Exploring the Role of Interfacial Dzyaloshinskii-Moriya Interaction in Write Error Rate Anomalies of Spin-Transfer Torque Magnetic Tunnel Junctions

TL;DR

This paper investigates how interfacial Dzyaloshinskii-Moriya interaction influences write error rate anomalies in STT-MRAM, revealing that DMI causes incoherent switching and intermediate states, which can be mitigated by longer pulses.

Contribution

The study demonstrates the impact of interfacial DMI on WER anomalies in MTJs through micromagnetic simulations, highlighting interfacial engineering as a strategy for reliability improvement.

Findings

DMI promotes incoherent magnetization reversal.

High DMI values lead to persistent intermediate states.

Longer switching pulses reduce WER anomalies.

Abstract

The performance and reliability of spin-transfer torque magnetic random-access memory (STT-MRAM) can be compromised by anomalous switching behavior, especially during high-speed operations.
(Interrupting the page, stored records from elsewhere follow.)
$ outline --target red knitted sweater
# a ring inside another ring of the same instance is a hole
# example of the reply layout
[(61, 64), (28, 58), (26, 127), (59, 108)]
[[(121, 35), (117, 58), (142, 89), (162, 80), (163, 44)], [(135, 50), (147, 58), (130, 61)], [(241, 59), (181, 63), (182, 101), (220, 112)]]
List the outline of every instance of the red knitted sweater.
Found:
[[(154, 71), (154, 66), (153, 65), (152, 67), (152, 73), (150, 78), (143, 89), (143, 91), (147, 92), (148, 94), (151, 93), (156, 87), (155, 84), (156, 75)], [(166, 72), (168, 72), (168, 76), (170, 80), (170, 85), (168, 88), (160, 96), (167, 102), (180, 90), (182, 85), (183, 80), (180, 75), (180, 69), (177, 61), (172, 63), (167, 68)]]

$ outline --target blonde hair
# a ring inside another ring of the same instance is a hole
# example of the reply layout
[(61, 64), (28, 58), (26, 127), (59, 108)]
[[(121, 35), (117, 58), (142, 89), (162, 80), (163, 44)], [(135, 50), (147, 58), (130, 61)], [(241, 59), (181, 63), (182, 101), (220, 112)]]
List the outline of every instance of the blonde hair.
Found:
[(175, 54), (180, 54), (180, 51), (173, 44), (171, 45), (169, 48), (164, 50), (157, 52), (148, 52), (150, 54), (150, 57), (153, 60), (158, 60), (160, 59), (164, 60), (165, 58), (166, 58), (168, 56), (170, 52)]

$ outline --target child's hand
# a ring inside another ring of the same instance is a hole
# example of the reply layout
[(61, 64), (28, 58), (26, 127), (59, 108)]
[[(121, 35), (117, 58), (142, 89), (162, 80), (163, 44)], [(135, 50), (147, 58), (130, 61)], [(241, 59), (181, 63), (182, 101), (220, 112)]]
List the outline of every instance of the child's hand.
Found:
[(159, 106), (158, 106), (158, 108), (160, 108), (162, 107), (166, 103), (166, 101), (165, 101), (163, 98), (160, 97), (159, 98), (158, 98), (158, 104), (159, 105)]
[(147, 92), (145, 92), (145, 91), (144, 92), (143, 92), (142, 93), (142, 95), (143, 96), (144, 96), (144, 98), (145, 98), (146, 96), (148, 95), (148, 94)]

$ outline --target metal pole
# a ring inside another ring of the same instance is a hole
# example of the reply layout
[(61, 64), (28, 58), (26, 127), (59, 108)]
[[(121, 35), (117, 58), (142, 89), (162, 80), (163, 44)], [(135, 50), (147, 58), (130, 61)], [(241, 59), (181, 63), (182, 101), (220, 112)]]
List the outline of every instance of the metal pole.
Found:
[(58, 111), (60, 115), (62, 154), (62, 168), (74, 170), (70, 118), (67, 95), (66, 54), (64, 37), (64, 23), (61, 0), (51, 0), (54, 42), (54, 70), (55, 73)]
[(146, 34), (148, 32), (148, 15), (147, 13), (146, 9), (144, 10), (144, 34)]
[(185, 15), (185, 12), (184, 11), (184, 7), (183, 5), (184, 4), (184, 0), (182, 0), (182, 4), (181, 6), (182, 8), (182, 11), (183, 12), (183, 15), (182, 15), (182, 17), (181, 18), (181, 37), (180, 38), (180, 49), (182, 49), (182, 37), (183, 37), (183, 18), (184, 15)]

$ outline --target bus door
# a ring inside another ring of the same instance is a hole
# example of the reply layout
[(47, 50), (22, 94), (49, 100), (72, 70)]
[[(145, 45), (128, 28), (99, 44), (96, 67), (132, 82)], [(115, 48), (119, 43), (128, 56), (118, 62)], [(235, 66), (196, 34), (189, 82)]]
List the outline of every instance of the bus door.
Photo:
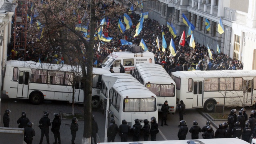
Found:
[(193, 107), (202, 107), (203, 103), (203, 82), (194, 81)]
[(76, 102), (84, 102), (84, 84), (80, 76), (76, 77), (75, 84), (75, 97), (74, 101)]
[(244, 92), (244, 102), (246, 105), (251, 105), (252, 98), (252, 80), (244, 80), (243, 92)]
[(17, 97), (27, 98), (28, 92), (29, 71), (20, 70), (19, 72)]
One such anomaly, known as the "ballooning effect" is characterized by an unexpected non-monotonic increase in the write error rate (WER) with increase in STT current at specific current pulse durations. In this study, we systematically investigate the role of the interfacial Dzyaloshinskii-Moriya interaction (DMI) on such WER anomaly using micromagnetic simulations of 20 nm and 50 nm magnetic tunnel junctions (MTJs). We show that DMI promotes incoherent magnetization reversal, prolongs the switching time and creates intermediate multidomain states that result in incomplete reversal. At high DMI values, these states persist even under large switching current densities, reproducing ballooning-like anomalies reported experimentally. In contrast, longer pulses overcome these effects by allowing the system sufficient time to reach a stable state. Our findings show that interfacial DMI can play a role in the ballooning effect and point to interfacial engineering as a practical strategy for improving the reliability of next-generation STT-MRAM.